© Malatya Time

Katı sanatı emek ve sabır ister

-Röportajı sesli dinleyebilirsiniz-

29072018

 

YÜKSEL AKÇA

 Katı sanatının günümüz temsilcilerinden ve bu sanatın gelişmesi için büyük fedakarlıklar yapan Dürdane Ünver heyecanını kaybetmeden bu alanda çalışmalarına devam ediyor. Bu alanda yaptığı çalışmalarla adından söz ettiren ve aldığı ödüllerle de bunu taçlandıran Ünver ile katı sanatı ve çalışmaları üzerine bir söyleşi gerçekleştirdik.

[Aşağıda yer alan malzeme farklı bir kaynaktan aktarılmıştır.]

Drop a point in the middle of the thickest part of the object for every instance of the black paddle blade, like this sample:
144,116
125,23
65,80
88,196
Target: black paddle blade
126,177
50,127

  Kaybolmaya yüz tutmuş bir sanat dalının canlanması için mücadele veriyorsunuz. Bu meşakkatli yolda neler yaşadınız biraz anlatır mısınız?

 “Kaybolmaya yüz tutmuş bir sanat dalının canlanması için mücadele veriyorsunuz'' derken, ilk mücadeleyi verenlerin merhum Ord. Prof. Dr. A. Süheyl Ünver ve kızı Gülbün Mesara hocalarımız olduğunu hatırlatma gereğini duyuyorum. Şayet her iki hocamızın bu sanat dalı üzerinde yurtiçi - yurt dışı kütüphanelerdeki araştırmaları ve kitapları olmasaydı, bugün bu sanat dalı üzerinde çalışma yapmamız belki de mümkün olmayacaktı. Benim de 2004'ten beri bu sanat dalı üzerinde naçizane resmi olarak katkım oldu; bir taraftan talebe yetiştirirken, bir taraftan da konu üzerinde araştırmalarıma devam ediyorum.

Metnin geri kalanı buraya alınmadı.